Leading Big Pharma’s defense is former Representative Billy Tauzin, who left the House in 2003 after helping to pass the new Medicare Bill to accept an annual salary of more than $2 million as President of the Pharmaceutical Research and Manufacturers of America. Another heavyweight drug lobbyist is Thomas Scully, who served as the Bush Administration’s Medicare expert and helped steer the drug subsidy bill to passage before accepting his lobbyist position in 2003.

GAO Calls for Improvements in FDA Oversight of Direct-to-Consumer Drug Advertising

Tauzin also made the news recently in urging voluntary guidelines for direct-to-consumer (DTC) advertising by the pharmaceutical industry. In a speech to venture capitalists last spring, he observed that, “It would be naive to not acknowledge the fact that D.T.C. advertising is also a lightening-rod in the health care debate in this country.”
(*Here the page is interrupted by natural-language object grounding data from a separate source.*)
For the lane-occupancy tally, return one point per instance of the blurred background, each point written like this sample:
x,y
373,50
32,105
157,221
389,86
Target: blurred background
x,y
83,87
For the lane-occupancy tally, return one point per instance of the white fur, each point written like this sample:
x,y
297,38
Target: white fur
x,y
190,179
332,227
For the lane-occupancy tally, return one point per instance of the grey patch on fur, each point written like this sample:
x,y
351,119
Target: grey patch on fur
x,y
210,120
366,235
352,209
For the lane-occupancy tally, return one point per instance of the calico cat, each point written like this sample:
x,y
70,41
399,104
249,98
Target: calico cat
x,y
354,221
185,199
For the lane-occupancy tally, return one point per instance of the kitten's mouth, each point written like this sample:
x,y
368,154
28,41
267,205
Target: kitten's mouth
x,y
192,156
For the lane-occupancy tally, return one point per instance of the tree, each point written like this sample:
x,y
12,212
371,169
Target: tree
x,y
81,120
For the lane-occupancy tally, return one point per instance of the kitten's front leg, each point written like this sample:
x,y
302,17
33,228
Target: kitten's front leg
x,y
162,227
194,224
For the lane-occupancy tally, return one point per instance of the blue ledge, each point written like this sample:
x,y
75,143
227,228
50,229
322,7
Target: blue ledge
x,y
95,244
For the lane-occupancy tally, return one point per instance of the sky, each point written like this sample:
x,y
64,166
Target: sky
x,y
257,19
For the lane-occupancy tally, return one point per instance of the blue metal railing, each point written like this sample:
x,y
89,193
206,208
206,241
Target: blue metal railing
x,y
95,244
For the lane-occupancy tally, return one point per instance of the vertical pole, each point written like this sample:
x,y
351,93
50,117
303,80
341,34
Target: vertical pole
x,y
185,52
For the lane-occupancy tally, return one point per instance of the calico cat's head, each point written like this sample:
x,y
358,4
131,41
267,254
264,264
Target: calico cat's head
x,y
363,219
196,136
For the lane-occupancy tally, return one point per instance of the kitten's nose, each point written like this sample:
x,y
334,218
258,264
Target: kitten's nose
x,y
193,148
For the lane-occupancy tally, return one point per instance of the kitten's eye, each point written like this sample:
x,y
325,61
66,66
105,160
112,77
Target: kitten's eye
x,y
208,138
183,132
Between 1997 and 2005, consumer drug advertising jumped from $1.1 billion a year to $4.2 billion. A recent report to Congress by the Government Accountability Office on FDA oversight of DTC advertising recommended improvements. Congress recently held hearings on the issue. In rejecting Tauzin’s call for voluntary guidelines, Senator Edward Kennedy noted that, “Patients deserve the best and most accurate information about the medicines they take. An essential part of any drug safety proposal must be to give the F.D.A. the authority and resources it needs to oversee direct-to-consumer advertising, and to allow the FDA to impose conditions or limits on that advertising, where needed to protect the public health.”

GAO: Number of New Drugs is Declining

While profits and advertising are up, the number of new drugs is declining, according to another recent report from the U.S. Government Accountability Office. The GAO found that while annual spending for research and development increased by 147 percent, the number of new drug applications grew only by 38 percent. Furthermore, the new applications were for drugs that represented modifications to existing medicines, not new medicines. Such a disparity raises doubts about the pharmaceutical industry claim that rising drug prices are a reflection of new drug development.